Margrit Shildrick, Guest Professor of Gender and Knowledge Production at Stockholm University, is known for her research covering postmodern feminist theory, bioethics, critical disability studies, body theory and posthumanism. Her most recent publication – Visceral Prostheses: Somatechnics and Posthuman Embodiment (2022) – traces the significance of the biophilosophical and embodied conjunction of microchimerism, immunology and corporeal anomaly. She is currently doing research for a collaborative project which addresses the gift relation as one of posthumanist entanglement not exchange.
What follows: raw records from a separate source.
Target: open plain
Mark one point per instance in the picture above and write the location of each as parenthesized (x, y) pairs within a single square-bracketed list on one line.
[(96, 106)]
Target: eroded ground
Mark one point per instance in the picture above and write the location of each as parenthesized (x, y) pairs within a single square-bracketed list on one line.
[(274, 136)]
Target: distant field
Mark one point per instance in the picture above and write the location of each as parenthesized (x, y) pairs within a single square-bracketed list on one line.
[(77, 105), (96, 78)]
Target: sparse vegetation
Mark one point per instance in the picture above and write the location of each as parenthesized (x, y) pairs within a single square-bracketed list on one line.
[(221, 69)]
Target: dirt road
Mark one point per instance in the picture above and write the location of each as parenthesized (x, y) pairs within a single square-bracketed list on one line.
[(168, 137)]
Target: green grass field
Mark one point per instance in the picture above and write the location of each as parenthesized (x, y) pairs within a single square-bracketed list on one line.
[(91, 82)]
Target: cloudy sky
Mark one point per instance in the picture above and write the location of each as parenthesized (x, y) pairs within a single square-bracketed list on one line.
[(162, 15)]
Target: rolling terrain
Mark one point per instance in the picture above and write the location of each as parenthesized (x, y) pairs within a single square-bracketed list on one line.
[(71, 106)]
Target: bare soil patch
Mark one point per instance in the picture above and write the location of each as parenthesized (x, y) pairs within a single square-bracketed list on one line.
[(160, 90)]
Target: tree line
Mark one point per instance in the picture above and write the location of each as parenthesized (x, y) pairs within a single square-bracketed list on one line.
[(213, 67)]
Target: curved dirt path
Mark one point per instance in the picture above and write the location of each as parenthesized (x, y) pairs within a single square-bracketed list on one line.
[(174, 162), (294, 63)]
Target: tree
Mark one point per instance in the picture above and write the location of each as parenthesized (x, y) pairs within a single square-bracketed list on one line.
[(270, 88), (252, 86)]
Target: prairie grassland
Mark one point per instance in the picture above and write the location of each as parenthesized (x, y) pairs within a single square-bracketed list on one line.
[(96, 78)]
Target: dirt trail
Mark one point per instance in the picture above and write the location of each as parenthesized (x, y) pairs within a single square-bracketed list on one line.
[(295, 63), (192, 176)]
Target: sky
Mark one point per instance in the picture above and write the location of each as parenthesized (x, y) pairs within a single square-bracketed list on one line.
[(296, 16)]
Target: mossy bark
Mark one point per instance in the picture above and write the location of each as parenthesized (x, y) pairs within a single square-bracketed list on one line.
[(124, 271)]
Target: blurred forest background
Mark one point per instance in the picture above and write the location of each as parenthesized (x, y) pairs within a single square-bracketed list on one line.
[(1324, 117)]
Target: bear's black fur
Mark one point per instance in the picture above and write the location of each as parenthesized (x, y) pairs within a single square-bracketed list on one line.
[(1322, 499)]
Email: margrit.shildrick@gender.su.se

 

Alexandra Urakova, docent in North-American Studies at the University of Helsinki and visiting researcher at the Tampere University, is a literary scholar specialising in nineteenth-century American and comparative literature and cultural anthropology. Her recent publications –Dangerous Giving in Nineteenth-Century American Literature (2022) and The Dangers of Gifts from Antiquity to the Digital Age (co-edited with Tracey A. Sowerby and Tudor Sala, 2023) – explore the dark side of gift exchange in literature and beyond. Her current research focuses on the meanings of the gift in modernity and postmodernity, from insipient theories of gifting to the language of philanthropy and academic grants.

Email: aleksandra.urakova@tuni.fi

 

Niilo Rinne is a curator, planner, and multimedia artist, who has degrees in both visual arts and sociology. His cross-institutional and cross-disciplinary professional practice is based on theoretical interest in systems theory, memory, and alternative value creation processes in the interplay of digital media, the physical environment, and social events.